No início deste ano, pediu novamente ao pai para registrá-la e ele aceitou. Camilla recebeu o novo registro e tinha a expectativa de dias melhores ao lado de Antônio, mas não foi assim.

O pai da estudante tem uma nova família, a qual, segundo Camilla, sempre colocou obstáculos na reaproximação. “Chegaram a dizer que eu queria tirar proveito da situação, mas nunca tive essa intenção”, disse.

O contato entre os dois se resume a ligações no dia do aniversário de Antônio e no Natal. “O vazio que tenho dentro de mim não foi preenchido”, desabafou.

Para Jéssica Silva, o reconhecimento da paternidade também não mudou em nada a relação com o pai. “Ele me reconheceu, mas nunca me deu atenção. Sinceramente eu fiquei ainda mais triste, pois antes eu pensava que ele não me procurava porque não tinha me registrado. Mas hoje percebo que não faço diferença na vida dele”, declarou.

Ausência afeta vida da criança

Por mais difícil que seja para um filho entender, a verdade é que nem sempre o reconhecimento da paternidade vai reatar o vínculo afetivo que deveria existir.

A psicóloga clínica Helga Hofmann explicou que o reconhecimento da paternidade é algo extremamente importante para qualquer pessoa. “Muitas mulheres têm a esperança de preencherem o espaço em branco na certidão de nascimento de seus filhos”, comentou.

De acordo com a psicóloga, o vínculo afetivo não acontece com o mero reconhecimento do direito. “A aproximação com o genitor exige tempo, demanda vontade, desejo.
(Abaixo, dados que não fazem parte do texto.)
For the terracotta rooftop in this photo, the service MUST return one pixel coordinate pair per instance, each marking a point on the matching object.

Ambos, pai e filho, precisam desse encontro. Uma relação necessita de dedicação e tempo”, afirmou.

“Muitas crianças, adolescentes e adultos se frustram, pois imaginam que ter o nome do pai no registro vai sensibilizá-lo para uma aproximação, mas em muitos casos, isso não acontece”, declarou a psicóloga.
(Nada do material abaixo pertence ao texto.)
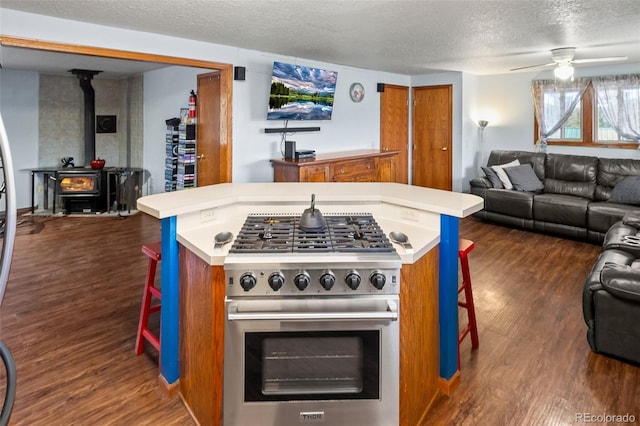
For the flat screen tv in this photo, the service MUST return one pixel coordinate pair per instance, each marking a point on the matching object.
(301, 93)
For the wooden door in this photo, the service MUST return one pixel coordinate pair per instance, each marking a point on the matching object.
(211, 166)
(394, 127)
(432, 136)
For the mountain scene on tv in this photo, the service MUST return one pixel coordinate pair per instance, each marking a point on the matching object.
(301, 93)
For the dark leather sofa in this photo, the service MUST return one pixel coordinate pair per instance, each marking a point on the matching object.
(611, 294)
(574, 201)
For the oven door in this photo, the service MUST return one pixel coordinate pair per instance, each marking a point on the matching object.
(330, 360)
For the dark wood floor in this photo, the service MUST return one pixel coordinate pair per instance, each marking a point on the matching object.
(71, 310)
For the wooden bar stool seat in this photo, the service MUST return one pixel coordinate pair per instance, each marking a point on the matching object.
(153, 252)
(464, 247)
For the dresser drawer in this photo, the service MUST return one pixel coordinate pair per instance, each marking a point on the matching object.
(361, 170)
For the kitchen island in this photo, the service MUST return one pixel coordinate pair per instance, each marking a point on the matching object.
(193, 278)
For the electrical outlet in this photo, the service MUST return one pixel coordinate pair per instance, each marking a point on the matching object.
(410, 214)
(207, 215)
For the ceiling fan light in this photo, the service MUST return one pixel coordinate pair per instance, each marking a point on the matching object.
(563, 71)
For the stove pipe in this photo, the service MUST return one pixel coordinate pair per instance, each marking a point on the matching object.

Diante dessa situação, conforme Helga, os sentimentos de rejeição, frustração e desvalorização voltam a fazer parte da vida dessas pessoas. “Não podemos medir com precisão as consequências da não aproximação, pois cada pessoa reage de uma forma”, disse.
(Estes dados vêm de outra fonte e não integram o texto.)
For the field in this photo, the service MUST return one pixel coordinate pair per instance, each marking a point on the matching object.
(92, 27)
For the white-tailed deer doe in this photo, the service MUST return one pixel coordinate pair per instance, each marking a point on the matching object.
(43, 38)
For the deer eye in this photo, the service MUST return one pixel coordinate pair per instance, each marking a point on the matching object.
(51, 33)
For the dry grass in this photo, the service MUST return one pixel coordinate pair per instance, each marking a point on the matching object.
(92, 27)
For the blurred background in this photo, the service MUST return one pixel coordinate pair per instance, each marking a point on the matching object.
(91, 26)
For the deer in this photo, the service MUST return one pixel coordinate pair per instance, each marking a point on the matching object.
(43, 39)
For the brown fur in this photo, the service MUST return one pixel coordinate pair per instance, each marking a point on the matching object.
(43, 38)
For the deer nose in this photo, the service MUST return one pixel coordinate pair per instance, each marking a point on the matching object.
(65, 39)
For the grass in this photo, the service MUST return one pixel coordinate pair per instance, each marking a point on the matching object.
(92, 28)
A ausência do pai pode acarretar graves consequên-
cias psicológicas na vida de uma criança. “No caso de ausência definitiva, a morte, a criança deve ser assistida desde cedo e saber a verdade para poder elaborar essa perda”, afirmou.

“No caso do não reconhecimento paterno, o processo será mais complexo, pois o pai está vivo e não faz parte de sua vida”, explicou Helga.

Segundo ela, em alguns casos o lugar do pai poderá ser ocupado por um padrasto, avô, tio, etc. “A ausência do pai, em geral, gera uma fantasia na criança. Uma fantasia de um pai muito bom ou péssimo”, declarou.